Are THM Files Still in Use?
While nowadays not as many users really care about the previews of their videos or web galleries, learning to create your own thumbnail file is quite simple, and can, for example, help you even further personalize how videos show up on your portable devices.
Creating THM Files for Your Videos
Step 1: Open your video on any application and go to the frame that you want to use as a thumbnail. Once you do, take a screenshot of it and then open that screenshot in Photoshop.
Step 2: Next, click on Image on the menu bar and select the Image Size… option.
On the window that pops up, change the dimensions of the image to 160 x 120 pixels as shown below. These are the most popular dimensions used for thumbnail files, so we’ll stick to them.
Cool Tip: The dimensions of the thumbnail file in this tutorial are the most used out there. However, there are devices that support other thumbnail dimensions.
Step 3: With your image at the right size, click on File and then select Save for Web & Devices. This will open a new window for you to adjust a couple of additional settings before finally saving your thumbnail file.
Step 4: First, at the top of this window, under Preset, select JPEG as the format from the dropdown menu. Next, choose the Maximum quality and also check the Optimized box (this is very important).
Next, before saving, re-check that your image’s dimensions are correct at the bottom right of the window.
Once done, click on the Save button to save your image.
Step 5: Thumbnail files are basically optimized JPEG images, that’s why we adjusted the settings in the previous step.

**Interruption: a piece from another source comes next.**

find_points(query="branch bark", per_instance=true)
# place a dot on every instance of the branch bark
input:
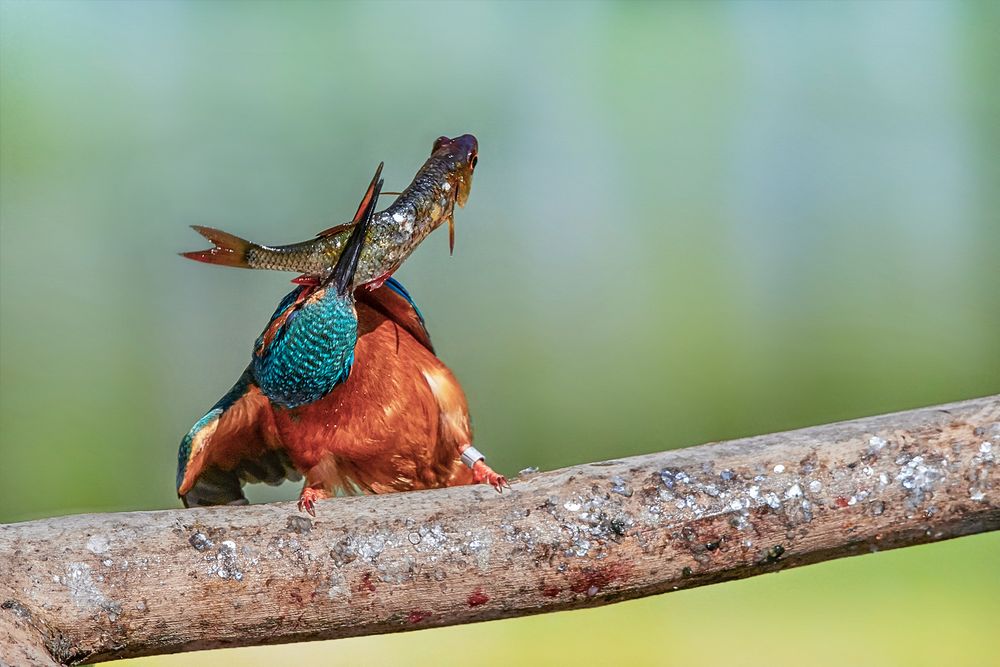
(98, 587)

So now that you have your saved image, click on it and change its extension from JPEG to THM. If you get a warning, simply accept.

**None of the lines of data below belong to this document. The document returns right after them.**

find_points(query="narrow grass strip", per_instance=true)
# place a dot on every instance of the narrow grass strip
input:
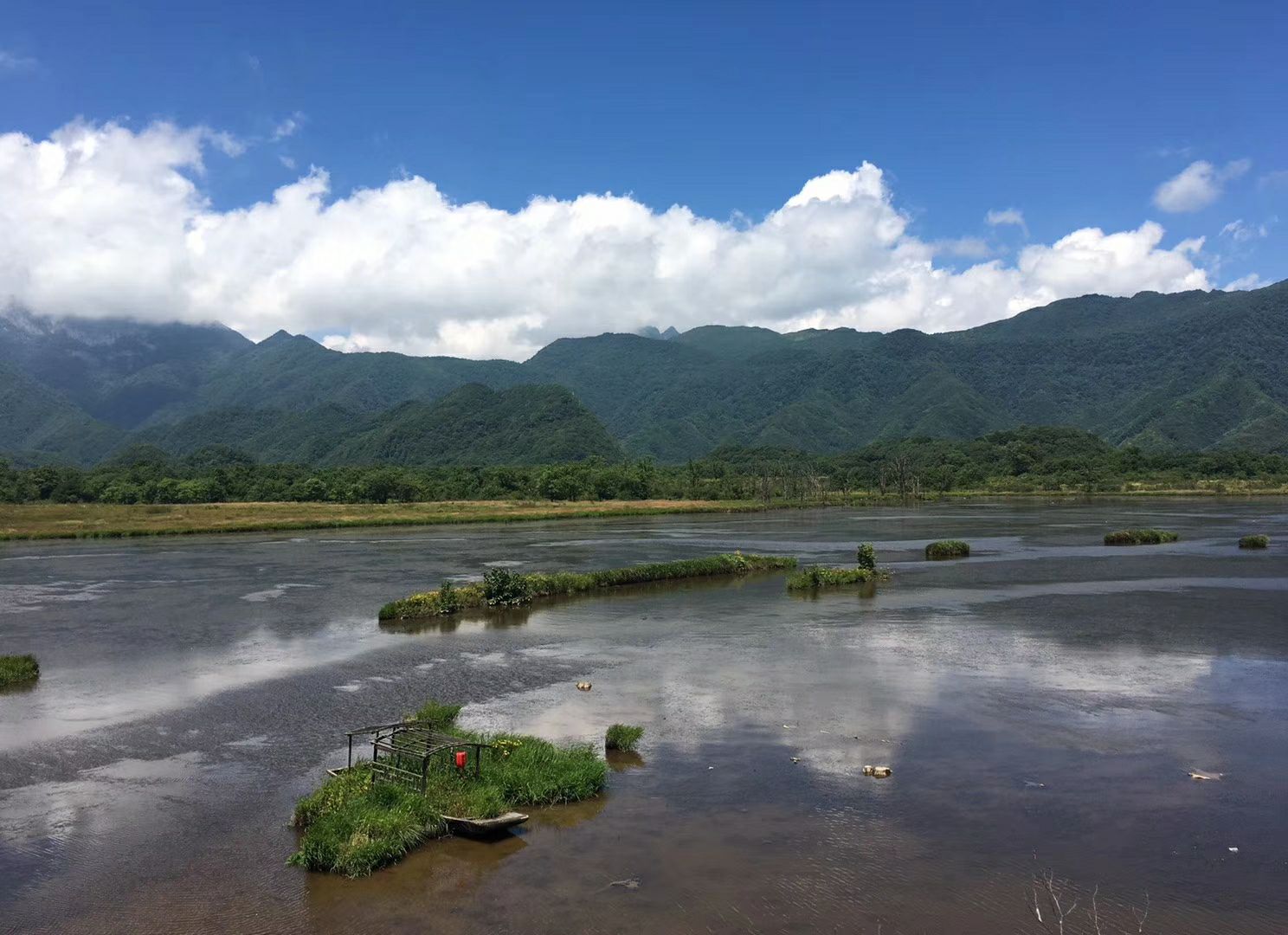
(509, 589)
(17, 670)
(1140, 538)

Step 6: Now, before copying your files to your device, place both the video and the thumbnail file in the same folder and make sure both of them have the exact same name.
Next, copy them to your device (making sure they are in the same folder) and you will see that your video now sports your thumbnail instead of a randomly created one, like shown below.
And there you go. Now you have a great way to better organize your video collections.